Letters from Lodi

An insightful and objective look at viticulture and winemaking from the Lodi
Appellation and the growers and vintners behind these crafts. Told from the
perspective of multi-award winning wine journalist, Randy Caparoso.

Randy Caparoso
December 18, 2019 | Randy Caparoso

Lodi's LVVR Sparkling Cellars leads way with two new champagne style sparklers meeting demand for dryer, finer tastes

LVVR Sparkling Cellars owner/winemaker Eric Donaldson with two of his gyro palettes (cages holding over 500 bottles each of sparkling wines resting in contact with their spent yeast cells following fermentation in each bottle)

LVVR Sparkling Cellars' Eric Donaldson, Lodi's one and only champagne-style wine specialist, is apparently just beginning to spread his wings. He has just added two more wines to his more "traditional" line-up of Brut, Blanc de Blancs, Rosé, and Demi-Sec bottlings, all made primarily from the classic grapes of Champagne, France (Chardonnay and Pinot noir).

Donaldson's new wines are different in two ways:

1. One is made from a decidedly untraditional (in the entire world of champagne-inspired sparklers) black-skinned grape long associated with red wines from Northern Italy — Barbera.

2. Both new bottlings are vintaged single-vineyard wines, with the names of grape sources prominently designated on the label — something that is also very unusual in the world of sparkling wines, where multi-vineyard blending is generally considered the way to go for branding and style considerations.

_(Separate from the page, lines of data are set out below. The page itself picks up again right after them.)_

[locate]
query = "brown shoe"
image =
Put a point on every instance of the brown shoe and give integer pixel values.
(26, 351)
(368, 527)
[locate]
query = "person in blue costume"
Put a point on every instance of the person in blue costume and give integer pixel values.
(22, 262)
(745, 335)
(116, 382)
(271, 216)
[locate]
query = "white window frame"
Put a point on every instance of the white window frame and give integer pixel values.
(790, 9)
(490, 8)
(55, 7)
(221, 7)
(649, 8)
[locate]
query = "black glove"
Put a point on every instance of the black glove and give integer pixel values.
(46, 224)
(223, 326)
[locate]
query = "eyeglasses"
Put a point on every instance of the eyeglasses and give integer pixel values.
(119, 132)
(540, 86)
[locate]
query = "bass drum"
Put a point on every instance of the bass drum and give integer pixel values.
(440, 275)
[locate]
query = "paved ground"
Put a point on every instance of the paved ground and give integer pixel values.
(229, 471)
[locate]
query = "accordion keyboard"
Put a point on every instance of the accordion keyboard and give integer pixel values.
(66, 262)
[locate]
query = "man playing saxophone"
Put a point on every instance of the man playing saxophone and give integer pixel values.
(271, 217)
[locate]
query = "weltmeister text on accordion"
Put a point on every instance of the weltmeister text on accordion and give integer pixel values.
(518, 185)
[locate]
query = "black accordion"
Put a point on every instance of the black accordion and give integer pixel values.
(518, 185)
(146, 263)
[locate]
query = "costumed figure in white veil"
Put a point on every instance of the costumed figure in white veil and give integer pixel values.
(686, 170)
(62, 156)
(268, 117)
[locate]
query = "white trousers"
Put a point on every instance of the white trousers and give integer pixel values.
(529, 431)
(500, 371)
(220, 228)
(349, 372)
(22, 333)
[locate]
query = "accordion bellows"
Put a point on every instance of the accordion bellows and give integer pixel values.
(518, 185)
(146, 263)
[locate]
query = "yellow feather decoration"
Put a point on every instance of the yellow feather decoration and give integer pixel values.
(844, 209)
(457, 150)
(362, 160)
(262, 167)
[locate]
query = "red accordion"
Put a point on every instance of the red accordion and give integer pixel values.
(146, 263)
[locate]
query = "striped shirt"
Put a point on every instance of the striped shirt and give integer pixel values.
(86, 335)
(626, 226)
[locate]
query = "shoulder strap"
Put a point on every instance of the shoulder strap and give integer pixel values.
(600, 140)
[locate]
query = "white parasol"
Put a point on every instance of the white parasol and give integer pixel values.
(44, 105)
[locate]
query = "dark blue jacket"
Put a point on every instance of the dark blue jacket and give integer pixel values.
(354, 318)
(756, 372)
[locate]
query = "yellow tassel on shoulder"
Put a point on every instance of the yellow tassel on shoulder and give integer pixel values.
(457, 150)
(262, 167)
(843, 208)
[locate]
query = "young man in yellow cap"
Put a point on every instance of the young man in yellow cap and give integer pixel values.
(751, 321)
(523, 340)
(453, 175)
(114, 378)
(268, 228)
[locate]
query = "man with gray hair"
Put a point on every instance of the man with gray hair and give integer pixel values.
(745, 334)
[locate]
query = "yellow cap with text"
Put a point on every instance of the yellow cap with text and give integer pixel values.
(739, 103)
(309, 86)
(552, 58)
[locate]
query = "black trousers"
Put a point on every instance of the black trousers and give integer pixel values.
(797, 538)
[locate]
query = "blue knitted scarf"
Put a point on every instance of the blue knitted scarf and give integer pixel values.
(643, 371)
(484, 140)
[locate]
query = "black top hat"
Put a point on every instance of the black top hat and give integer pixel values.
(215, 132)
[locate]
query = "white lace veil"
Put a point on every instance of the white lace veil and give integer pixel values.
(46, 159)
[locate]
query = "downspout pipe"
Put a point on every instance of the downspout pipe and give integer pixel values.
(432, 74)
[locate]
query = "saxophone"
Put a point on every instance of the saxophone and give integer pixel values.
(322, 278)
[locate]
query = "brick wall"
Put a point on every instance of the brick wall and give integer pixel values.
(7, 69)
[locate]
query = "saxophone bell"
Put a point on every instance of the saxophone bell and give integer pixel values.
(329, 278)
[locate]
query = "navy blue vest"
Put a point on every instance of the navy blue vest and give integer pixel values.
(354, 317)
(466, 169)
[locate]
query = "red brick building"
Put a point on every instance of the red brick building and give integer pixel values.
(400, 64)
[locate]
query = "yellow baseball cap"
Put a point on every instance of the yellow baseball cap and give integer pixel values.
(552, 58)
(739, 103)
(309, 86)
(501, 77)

LVVR's Eric Donaldson examining the fine lees (i.e. spent yeast cells) accumulating in the neck of a crown-capped bottle

This past weekend, while setting up for his December wine club pick-up party (wine geeks join winery clubs to pick up bottles, not other wine geeks), Mr. Donaldson explained:

"Over the past two years, I've been producing small batches of champagne for over two dozen other winery clients from all sorts of grapes, such as Albariño, Verdelho, or Zinfandel. We produced a Sparkling Verdelho under our own LVVR label (see our December 2018 post on LVVR's new sparkling Verdelho), which is nice, but I also thought one made from the Barbera grape turned out especially good. So I said, why not? — let's produce an LVVR sparkling Barbera, which comes from a vineyard in the Clements Hills AVA of Lodi. Barbera is actually an ideal grape for sparkling wine because it is naturally high in acid, more than any other red wine grape, and the best sparkling wines are high in acid.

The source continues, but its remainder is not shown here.